I am rarely summoned: and I just as seldom volunteer. [C] My master qualities, liberty and laziness, are qualities which are diametrically opposed to such a trade. [B] We do not know how to distinguish the faculties of men: they have fine divisions and their boundaries are hard to select. To infer a capacity for the affairs of State from a capacity for private affairs is to make I bad inference. A man may control himself but not others, [C] being able to produce Essays but nothing effective; another [B] may organize a good siege but not a battle he may speak well in private but badly in public or before his prince. Indeed, evidence that he can do one perhaps suggests that he cannot do the other.

[C] I find that higher intellects are hardly less suited to lowlier matters than lowly intellects are to the higher. Who would ever have expected Socrates to have furnished the Athenians with a good laugh at his expense because he was never able to add up the votes of his tribe and report them
to the Council?
135
The veneration that I feel for the perfections of that great man certainly deserves that it should be his fortune to supply such a magnificent example to excuse my chief imperfections!

[B] Our ability is chopped up into little bits. My own has no breadth, and is also numerically weak. Saturninus said to those who had conferred on him the supreme command: ‘You have lost a fine captain, Comrades, to make a poor general.’

Anyone who, in an ailing time like ours, boasts that he can bring a naïve and pure virtue to this world’s service either has no idea what virtue is, since our opinions are corrupted along with our morals – indeed, just listen to them describing it; listen to most of them vaunting of their deeds and formulating their rules: instead of describing virtue they are describing pure injustice and vice, and they present it, thus falsified, in the education of princes – or else, if he does have some notion of it, he boasts wrongfully and, say what he will, does hundreds of things for which his conscience condemns him.

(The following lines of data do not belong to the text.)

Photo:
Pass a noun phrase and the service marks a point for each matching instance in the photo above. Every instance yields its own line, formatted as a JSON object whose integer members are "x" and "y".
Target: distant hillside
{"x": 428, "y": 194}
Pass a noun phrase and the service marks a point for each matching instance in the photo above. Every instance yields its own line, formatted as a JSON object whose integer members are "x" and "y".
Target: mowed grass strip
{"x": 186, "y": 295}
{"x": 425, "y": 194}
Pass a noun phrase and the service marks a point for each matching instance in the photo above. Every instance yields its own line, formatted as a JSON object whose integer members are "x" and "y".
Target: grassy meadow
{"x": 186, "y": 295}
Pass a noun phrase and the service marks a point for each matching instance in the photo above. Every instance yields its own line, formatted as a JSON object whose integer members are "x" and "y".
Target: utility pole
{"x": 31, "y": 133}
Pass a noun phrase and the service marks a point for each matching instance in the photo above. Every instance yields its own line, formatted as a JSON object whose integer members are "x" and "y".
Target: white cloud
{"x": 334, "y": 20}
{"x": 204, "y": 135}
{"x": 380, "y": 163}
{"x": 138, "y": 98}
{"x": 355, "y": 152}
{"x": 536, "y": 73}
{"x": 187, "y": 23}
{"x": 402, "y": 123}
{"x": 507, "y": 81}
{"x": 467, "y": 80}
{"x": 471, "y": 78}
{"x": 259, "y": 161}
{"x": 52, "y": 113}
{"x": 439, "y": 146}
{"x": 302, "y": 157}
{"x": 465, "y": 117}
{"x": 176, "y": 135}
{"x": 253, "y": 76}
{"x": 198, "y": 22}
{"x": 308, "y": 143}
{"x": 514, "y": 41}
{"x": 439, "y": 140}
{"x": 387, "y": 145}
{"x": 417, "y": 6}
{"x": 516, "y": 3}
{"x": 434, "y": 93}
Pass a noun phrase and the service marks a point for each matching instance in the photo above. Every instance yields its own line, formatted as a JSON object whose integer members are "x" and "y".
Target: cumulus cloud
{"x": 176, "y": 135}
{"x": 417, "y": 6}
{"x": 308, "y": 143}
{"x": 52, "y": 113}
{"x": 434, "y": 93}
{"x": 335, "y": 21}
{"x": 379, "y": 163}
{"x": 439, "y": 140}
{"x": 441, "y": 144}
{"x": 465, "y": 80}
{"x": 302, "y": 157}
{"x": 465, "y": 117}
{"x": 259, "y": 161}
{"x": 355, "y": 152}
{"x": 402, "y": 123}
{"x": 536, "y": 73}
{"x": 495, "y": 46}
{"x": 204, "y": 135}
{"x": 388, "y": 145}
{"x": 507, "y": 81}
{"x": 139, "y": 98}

In similar circumstances Seneca’s account of his experience I would readily believe, provided that he would talk to me about it unreservedly. In such straits the most honourable mark of goodness consists in freely acknowledging your defects and those of others, while using your powers to resist and retard the slide towards evil, having to be dragged down that slope, while hoping for improvement and desiring improvement.

During the divisions into which we are fallen, tearing France limb from limb, each man, I notice, strives to defend his cause, but even the best of them with deception and lies. Anyone who wrote bluntly about it would do so inadequately and ill-advisedly, since even the juster party is itself a limb of that rotten, worm-eaten body. Yet in such a body the least affected limb is termed healthy – rightly so: since our qualities are valid only by comparison, civil integrity is measured according to time and place. I would like to see, I must say, Agesilaus praised as follows in Xenophon!